Scusate il ritardo: dicembre 2018
Portare avanti una webzine amatoriale di musica indipendente non è assolutamente facile. Lo si deve fare nel tempo libero, nei ritagli di tempo dopo il lavoro o lo studio, e lo si fa unicamente per passione. È capitato dunque – e continuerà a capitare specie in realtà come le nostre – che durante il corso dell’anno si siano trascurati dischi particolarmente ben riusciti per pura mancanza di tempo. Con questo articolo cerchiamo dunque di rimediare ad alcune nostre mancanze, consapevoli del fatto che molto è ancora da fare.
HERSELF – Rigel Playground (2018, Urtovox)

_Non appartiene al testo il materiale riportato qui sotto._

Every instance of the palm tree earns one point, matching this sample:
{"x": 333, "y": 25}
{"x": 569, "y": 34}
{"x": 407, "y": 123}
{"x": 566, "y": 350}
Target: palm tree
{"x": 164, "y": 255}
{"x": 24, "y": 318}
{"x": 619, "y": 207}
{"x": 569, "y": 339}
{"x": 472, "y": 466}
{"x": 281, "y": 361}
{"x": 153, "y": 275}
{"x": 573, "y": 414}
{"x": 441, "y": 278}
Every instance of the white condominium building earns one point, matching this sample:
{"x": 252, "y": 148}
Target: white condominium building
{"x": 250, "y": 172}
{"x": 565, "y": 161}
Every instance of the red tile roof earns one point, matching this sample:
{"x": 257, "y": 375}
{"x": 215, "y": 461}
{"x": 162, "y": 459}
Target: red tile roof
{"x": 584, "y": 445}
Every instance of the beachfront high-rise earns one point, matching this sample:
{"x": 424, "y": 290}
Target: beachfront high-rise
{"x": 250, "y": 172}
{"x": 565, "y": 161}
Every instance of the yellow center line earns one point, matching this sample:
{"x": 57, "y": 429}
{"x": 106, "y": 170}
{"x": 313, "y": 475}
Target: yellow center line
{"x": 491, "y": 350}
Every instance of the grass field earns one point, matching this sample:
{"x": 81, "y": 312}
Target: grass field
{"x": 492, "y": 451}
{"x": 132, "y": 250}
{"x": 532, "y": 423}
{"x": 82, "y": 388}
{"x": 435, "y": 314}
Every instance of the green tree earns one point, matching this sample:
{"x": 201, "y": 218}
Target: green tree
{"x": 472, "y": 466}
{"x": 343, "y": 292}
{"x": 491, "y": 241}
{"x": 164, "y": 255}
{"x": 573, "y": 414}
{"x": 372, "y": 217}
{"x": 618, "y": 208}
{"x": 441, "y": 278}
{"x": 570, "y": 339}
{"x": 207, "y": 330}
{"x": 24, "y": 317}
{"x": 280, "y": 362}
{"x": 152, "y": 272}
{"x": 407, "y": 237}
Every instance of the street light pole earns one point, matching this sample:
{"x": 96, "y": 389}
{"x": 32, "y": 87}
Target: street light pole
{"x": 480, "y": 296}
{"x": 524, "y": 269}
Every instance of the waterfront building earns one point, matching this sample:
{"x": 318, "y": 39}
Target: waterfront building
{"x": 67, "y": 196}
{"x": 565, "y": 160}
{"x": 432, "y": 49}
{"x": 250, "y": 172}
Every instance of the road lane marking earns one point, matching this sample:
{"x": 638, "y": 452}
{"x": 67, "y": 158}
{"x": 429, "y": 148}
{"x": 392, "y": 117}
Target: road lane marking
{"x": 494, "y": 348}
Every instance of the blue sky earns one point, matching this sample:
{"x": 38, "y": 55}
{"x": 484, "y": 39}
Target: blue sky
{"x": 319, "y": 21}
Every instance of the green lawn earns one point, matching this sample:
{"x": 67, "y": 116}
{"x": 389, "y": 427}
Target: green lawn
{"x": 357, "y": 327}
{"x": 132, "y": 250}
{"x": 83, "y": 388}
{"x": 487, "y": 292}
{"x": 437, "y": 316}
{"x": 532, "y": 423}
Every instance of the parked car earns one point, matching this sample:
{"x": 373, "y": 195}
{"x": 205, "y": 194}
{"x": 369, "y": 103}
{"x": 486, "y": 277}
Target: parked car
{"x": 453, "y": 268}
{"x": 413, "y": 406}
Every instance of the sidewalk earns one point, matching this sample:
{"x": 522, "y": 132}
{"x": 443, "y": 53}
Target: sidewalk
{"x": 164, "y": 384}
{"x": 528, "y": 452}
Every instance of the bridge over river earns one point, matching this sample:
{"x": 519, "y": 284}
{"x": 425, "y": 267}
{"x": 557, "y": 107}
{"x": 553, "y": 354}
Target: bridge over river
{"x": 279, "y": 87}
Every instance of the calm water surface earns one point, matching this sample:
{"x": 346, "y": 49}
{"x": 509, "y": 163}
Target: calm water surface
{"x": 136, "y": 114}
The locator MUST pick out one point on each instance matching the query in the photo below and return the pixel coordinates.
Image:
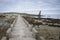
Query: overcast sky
(30, 6)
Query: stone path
(21, 31)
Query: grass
(49, 33)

Herself è il progetto solista del palermitano Gioele Valenti, polistrumentista attivo in diverse formazioni. Valenti è un musicista molto esperto, e per questo disco si è avvalso della collaborazione di Jonathan Donahue dei Mercury Rev, e la perizia realizzativa ed esecutiva è senz’altro uno degli aspetti peculiari di questo lavoro. Otto canzoni nelle quali l’influenza più evidente è quella di Sparklehorse, ingentilita da arrangiamenti dal chiaro tocco beatlesiano. L’insieme tra cura del dettaglio, sia a livello compositivo che sonoro, e la ricerca di equilibrio, fa sì che tutti i 33 minuti di questo lavoro abbiano una certa importanza, e risulta facile e appagante lasciarsi cullare dai continui cambi di sfumature sempre logici e coerenti e dalle variazioni sul tema non vistose ma significative. Anche dal punto di vista vocale c’è la stessa capacità di essere versatile all’interno di un quadro di base ben definito, e, in definitiva, questo è un lavoro di alto livello, magari non adatto per essere ascoltato in tutte le occasioni, ma che, se liberato nei momenti giusti, non può che emozionare (Stefano Bartolotta)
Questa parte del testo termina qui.